Amyotrophic Lateral Sclerosis (ALS) is a fatal neurological disorder characterized by progressive paralysis caused by the degeneration of motor neurons throughout the central nervous system. Mutations of the free radical scavenging enzyme Cu/Zn superoxide dismutase 1 (SOD1) are a cause of familial ALS, but it is still not clear how mutations cause cell death. In the present study, we demonstrated an age-dependent increase in taurine transporter (TauT) immunoreactivity in spinal cord motor neurons of ALS transgenic mice (mutant SOD1 (G93A)) and a similar increase in TauT in spinal motor neurons of patients with ALS. Chromatin immunoprecipitation (ChIP) analysis verified that heat shock factor 1 (HSF1) preferentially occupies HSF1 binding element in the promoter of TauT under oxidative stress conditions as well as in ALS spinal cords.

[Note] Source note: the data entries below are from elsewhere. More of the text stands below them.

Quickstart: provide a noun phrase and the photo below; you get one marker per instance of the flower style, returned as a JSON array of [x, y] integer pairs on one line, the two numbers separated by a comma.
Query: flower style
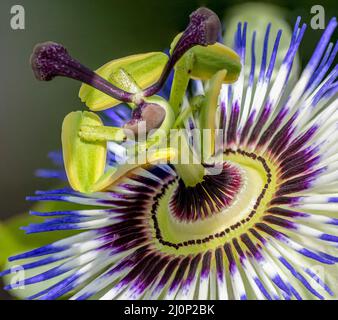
[[251, 220]]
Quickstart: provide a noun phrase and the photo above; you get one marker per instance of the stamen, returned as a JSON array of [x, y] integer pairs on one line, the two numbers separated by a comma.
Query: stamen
[[203, 29], [51, 59], [151, 114]]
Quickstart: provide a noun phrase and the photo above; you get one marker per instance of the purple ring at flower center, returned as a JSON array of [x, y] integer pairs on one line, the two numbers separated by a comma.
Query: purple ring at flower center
[[209, 197]]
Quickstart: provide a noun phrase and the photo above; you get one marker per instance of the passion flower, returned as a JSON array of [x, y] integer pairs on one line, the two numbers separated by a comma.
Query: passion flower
[[257, 228]]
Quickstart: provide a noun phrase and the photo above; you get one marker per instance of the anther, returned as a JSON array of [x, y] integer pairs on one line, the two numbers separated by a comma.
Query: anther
[[150, 115]]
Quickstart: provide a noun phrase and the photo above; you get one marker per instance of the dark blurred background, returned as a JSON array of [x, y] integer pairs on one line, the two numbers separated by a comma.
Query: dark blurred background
[[94, 32]]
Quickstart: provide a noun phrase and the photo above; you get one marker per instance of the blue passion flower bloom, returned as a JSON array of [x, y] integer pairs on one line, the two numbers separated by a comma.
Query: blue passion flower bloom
[[256, 229]]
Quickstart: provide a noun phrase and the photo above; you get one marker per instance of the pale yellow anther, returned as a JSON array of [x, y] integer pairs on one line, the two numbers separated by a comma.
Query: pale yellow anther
[[84, 161], [130, 73]]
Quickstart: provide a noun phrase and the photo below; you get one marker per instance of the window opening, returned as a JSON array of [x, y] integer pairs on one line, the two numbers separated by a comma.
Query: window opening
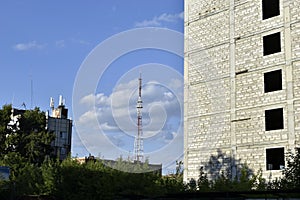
[[270, 8]]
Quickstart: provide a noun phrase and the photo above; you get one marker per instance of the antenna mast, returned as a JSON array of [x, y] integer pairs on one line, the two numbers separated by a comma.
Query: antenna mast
[[138, 143]]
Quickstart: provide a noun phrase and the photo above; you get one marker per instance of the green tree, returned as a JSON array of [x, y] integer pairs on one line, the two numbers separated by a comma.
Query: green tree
[[291, 174]]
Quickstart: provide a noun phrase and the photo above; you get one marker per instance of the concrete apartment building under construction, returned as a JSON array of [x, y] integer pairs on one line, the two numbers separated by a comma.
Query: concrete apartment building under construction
[[242, 85]]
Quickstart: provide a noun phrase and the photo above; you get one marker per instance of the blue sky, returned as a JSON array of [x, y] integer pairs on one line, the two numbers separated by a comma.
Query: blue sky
[[47, 42]]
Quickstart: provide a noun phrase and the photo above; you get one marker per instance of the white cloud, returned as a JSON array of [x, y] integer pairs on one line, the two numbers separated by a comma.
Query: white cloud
[[80, 41], [159, 20], [60, 43], [115, 116], [28, 46]]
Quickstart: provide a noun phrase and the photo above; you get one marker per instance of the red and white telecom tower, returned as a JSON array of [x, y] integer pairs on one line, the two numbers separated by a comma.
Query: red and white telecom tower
[[138, 142]]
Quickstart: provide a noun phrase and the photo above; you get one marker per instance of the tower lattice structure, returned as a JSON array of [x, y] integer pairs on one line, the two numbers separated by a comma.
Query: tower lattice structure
[[138, 143]]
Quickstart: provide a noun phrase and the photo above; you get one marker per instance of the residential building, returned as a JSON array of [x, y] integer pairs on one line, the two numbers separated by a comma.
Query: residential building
[[59, 123], [242, 85]]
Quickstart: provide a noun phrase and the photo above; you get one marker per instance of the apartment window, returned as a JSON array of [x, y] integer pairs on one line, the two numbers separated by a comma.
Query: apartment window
[[273, 81], [275, 158], [270, 8], [271, 43], [274, 119]]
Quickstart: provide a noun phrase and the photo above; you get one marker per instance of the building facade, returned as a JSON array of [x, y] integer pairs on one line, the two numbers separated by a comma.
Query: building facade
[[242, 85], [59, 123]]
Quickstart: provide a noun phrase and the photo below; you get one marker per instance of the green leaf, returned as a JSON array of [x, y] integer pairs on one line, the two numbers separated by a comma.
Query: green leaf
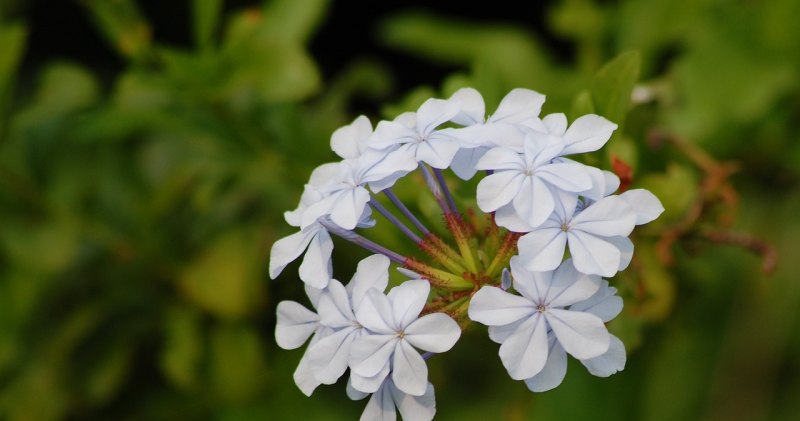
[[613, 84], [237, 367], [184, 347], [13, 38], [206, 14], [226, 279], [122, 25]]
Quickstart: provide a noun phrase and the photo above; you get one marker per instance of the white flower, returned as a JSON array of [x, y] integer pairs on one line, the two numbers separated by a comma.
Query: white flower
[[295, 325], [524, 321], [382, 404], [596, 236], [525, 181], [329, 356], [603, 304], [587, 133], [501, 129], [395, 330], [417, 134]]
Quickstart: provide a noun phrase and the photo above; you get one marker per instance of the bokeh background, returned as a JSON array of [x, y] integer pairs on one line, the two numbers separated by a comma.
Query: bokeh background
[[149, 148]]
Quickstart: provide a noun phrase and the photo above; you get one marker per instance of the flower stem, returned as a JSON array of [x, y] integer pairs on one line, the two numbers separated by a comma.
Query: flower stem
[[361, 241], [443, 184], [407, 213], [393, 219]]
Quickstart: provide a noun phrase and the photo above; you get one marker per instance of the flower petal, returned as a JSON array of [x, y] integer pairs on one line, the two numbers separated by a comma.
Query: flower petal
[[610, 362], [645, 205], [555, 368], [330, 355], [534, 202], [346, 141], [416, 408], [435, 332], [494, 307], [498, 189], [334, 307], [587, 133], [375, 313], [380, 406], [370, 353], [372, 272], [287, 249], [583, 335], [542, 249], [592, 255], [472, 109], [295, 325], [568, 286], [433, 113], [316, 269], [603, 304], [407, 300], [519, 105], [608, 217], [524, 353], [409, 372]]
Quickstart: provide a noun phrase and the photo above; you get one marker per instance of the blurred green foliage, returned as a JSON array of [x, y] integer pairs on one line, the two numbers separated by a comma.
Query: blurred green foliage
[[137, 212]]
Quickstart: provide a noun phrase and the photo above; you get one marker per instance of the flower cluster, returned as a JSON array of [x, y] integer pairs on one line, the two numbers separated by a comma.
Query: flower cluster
[[552, 220]]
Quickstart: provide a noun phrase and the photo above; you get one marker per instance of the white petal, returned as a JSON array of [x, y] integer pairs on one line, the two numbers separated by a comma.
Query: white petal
[[534, 202], [372, 272], [286, 250], [471, 106], [499, 334], [414, 408], [316, 269], [334, 307], [556, 123], [501, 159], [507, 217], [593, 255], [370, 384], [330, 355], [588, 133], [542, 249], [625, 247], [375, 313], [435, 332], [583, 335], [645, 205], [380, 406], [295, 325], [370, 353], [304, 377], [608, 217], [390, 133], [409, 372], [353, 393], [610, 362], [519, 105], [345, 140], [348, 209], [438, 152], [525, 351], [498, 189], [433, 113], [566, 176], [407, 300], [568, 286], [465, 161], [603, 304], [494, 307], [553, 372]]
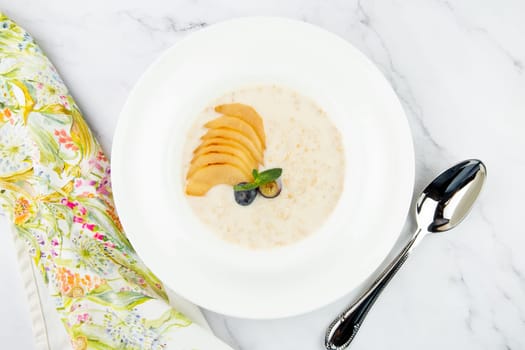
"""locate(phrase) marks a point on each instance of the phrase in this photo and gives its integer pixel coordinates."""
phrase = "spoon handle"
(343, 329)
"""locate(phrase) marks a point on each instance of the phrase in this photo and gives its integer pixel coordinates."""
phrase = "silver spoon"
(442, 205)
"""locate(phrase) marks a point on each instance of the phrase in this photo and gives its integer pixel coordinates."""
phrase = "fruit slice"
(218, 145)
(236, 136)
(237, 125)
(215, 174)
(203, 160)
(246, 113)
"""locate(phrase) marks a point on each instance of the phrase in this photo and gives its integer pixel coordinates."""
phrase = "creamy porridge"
(300, 139)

Knockdown of HSF1 by small interfering RNA (siRNA) reduced the transcriptional activity of TauT. Using [3H]-taurine, we confirmed that an elevated expression of TauT directly contributes to increased taurine uptake in ALS motor neurons. In addition, we showed that taurine plays an antioxidant role and may prevent motor neuron loss due to oxidative stress in ALS. Our findings suggest that HSF1-induced TauT expression partially protects motor neurons by compensating for constitutive oxidative stress, which is thought to be a key mechanism contributing to the pathogenesis of ALS. Taken together, our results suggest that TauT is a novel pathological marker for stressed motor neurons in ALS and that modulation of TauT and taurine may slow neuronal degeneration in ALS.